Robert W. Olson, MD, of Santa Barbara, passed away June 4, 2026, at the age of 94. Born May 20, 1932, in Lincoln, Nebraska, Bob was the son of a military doctor whose postings carried Bob through six grammar schools, four junior highs, one high school, and three college undergraduate programs.
That itinerant lifestyle placed Bob, by sheer happenstance, on the edge of history again and again.
In 1941 his father was posted to Panama after a higher-ranking officer claimed the more desirable Philippines post; that officer later died at Bataan.

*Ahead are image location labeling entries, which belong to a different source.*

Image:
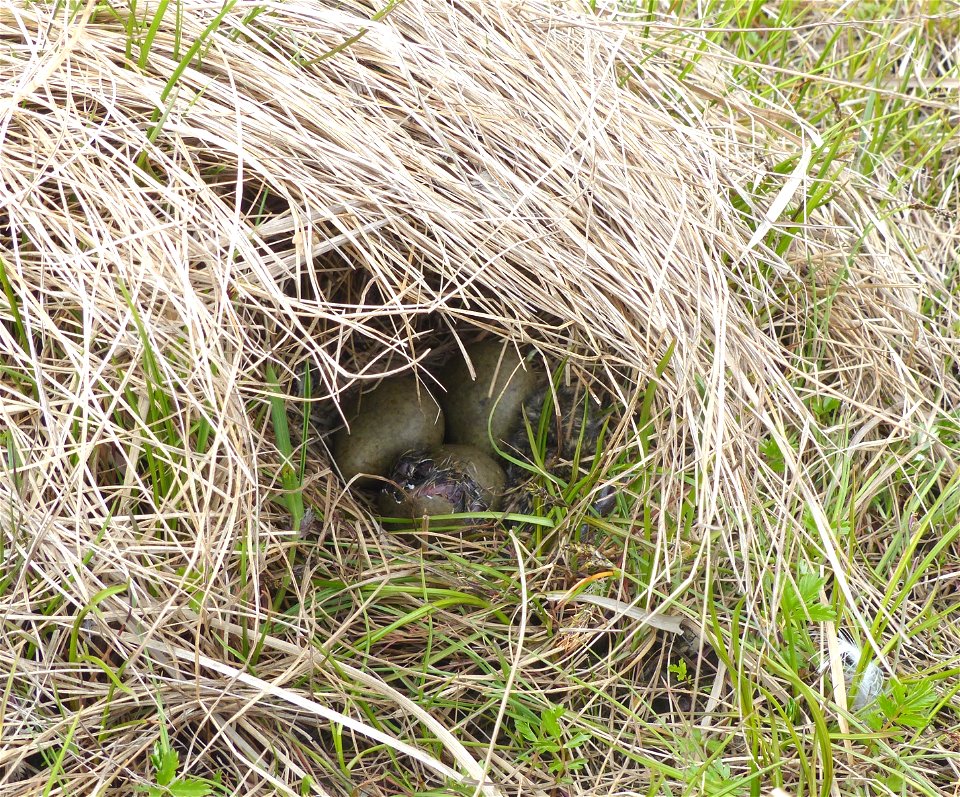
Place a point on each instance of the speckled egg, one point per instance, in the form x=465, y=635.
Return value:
x=491, y=404
x=398, y=415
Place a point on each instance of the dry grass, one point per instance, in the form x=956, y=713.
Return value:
x=175, y=222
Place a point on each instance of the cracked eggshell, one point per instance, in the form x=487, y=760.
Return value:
x=447, y=480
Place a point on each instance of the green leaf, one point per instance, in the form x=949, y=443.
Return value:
x=167, y=763
x=190, y=788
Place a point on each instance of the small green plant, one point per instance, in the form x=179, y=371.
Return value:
x=166, y=763
x=907, y=704
x=547, y=742
x=679, y=669
x=801, y=604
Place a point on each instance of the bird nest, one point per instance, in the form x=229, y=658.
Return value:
x=202, y=208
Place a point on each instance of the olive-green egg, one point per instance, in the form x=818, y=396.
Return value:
x=447, y=480
x=503, y=383
x=397, y=415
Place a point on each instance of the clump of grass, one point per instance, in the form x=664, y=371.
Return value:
x=734, y=222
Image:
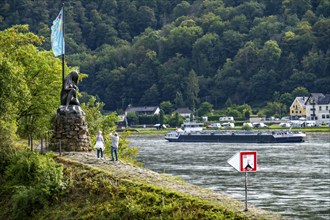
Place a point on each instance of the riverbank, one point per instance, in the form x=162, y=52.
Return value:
x=323, y=129
x=171, y=190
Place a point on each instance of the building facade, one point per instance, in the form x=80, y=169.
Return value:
x=298, y=107
x=318, y=108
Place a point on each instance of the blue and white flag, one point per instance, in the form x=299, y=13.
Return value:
x=57, y=37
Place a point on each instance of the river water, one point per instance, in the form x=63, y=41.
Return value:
x=292, y=179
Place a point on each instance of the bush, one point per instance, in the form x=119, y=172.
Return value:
x=31, y=180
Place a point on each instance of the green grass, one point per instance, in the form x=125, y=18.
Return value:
x=95, y=194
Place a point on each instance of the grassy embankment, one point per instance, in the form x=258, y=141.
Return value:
x=97, y=194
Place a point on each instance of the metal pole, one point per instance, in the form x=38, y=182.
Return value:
x=63, y=47
x=60, y=148
x=41, y=146
x=246, y=209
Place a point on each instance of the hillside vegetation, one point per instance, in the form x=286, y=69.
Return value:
x=189, y=52
x=97, y=189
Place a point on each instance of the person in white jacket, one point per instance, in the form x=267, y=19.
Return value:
x=114, y=145
x=99, y=146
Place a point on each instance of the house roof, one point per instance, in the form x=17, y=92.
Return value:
x=319, y=98
x=183, y=111
x=302, y=100
x=325, y=100
x=142, y=109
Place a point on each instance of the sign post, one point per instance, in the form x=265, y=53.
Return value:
x=244, y=161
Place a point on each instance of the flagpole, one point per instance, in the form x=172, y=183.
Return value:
x=63, y=47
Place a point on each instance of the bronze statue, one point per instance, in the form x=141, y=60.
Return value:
x=69, y=90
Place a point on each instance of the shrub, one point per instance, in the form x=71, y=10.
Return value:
x=32, y=180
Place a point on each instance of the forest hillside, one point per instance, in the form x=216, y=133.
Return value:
x=188, y=52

After Pearl Harbor, Bob was evacuated from Panama with his mother and siblings by zigzagging convoy and military escort through U-boat-patrolled waters to New Orleans.
In 1944, in Coral Gables, Florida, Bob caddied for his father during a weekly golf game with Ben Hogan, then stationed there assisting wounded servicemen.
In 1945, at Wright Field (the future Wright-Patterson Air Force Base) in Dayton Ohio, Bob and his friends got into trouble for sneaking into the cockpits of captured German aircraft.
In 1947, debris from the “Roswell Crash” was delivered to Wright Field, where Bob’s father was the chief medical officer; the family never heard a word about what was found.
Bob served in the U.S. Air Force from 1959-61 at Langley Air Force Base in Hampton, Virginia, where he provided radiology services to the original Mercury 7 astronauts.
Through pure chance, he was present in London, staying two blocks from Buckingham Palace, for Princess Diana’s funeral procession in September 1997.
Bob attended Miami University in Oxford, Ohio, where he was a member of Beta Theta Pi. After one transfer year at UC Berkeley, he attended Northwestern University Medical School in Chicago, graduating in 1957.
After he finished his residency in radiology at the Mayo Clinic in Rochester, Minnesota, he joined Pueblo Radiology in Santa Barbara for a 39-year tenure, and served as president of the Santa Barbara County Medical Society in 1974.
Bob’s lifelong loves were his surviving wife of 68 years Theresa (née Rubalcava); his dear departed dogs; the St. Louis Cardinals; University of Nebraska football; his Lutheran faith; and golf at La Cumbre Country Club over a 60-plus year membership.
He was still playing golf until four months before his death, and is believed to be the oldest member ever to record a hole-in-one at La Cumbre — on the 7th, at 92 years, 10 months and 26 days.
Bob is also survived by his three children Robert Olson Jr. (Conni Mattingly), Susan Olson Sipes (James Ley), and Nancy (Tony) Braxton; five grandchildren; and two great-grandchildren.
He was preceded in death by his younger siblings Janet and Tommy, and by his lifelong best friend Dr. Dale Hines, with whom he attended four years of high school, two years at Miami, and four years at Northwestern.
Bob will be sorely missed by his family and many friends.
Services will be at 10:30 a.m. July 8 at Good Shepherd Lutheran Church, 380 N. Fairview Ave., Goleta; interment will be private.
In lieu of flowers, the family asks that donations be made to the SBCC Foundation, Rene R. Ramos, RT Scholarship Fund for radiography technician training.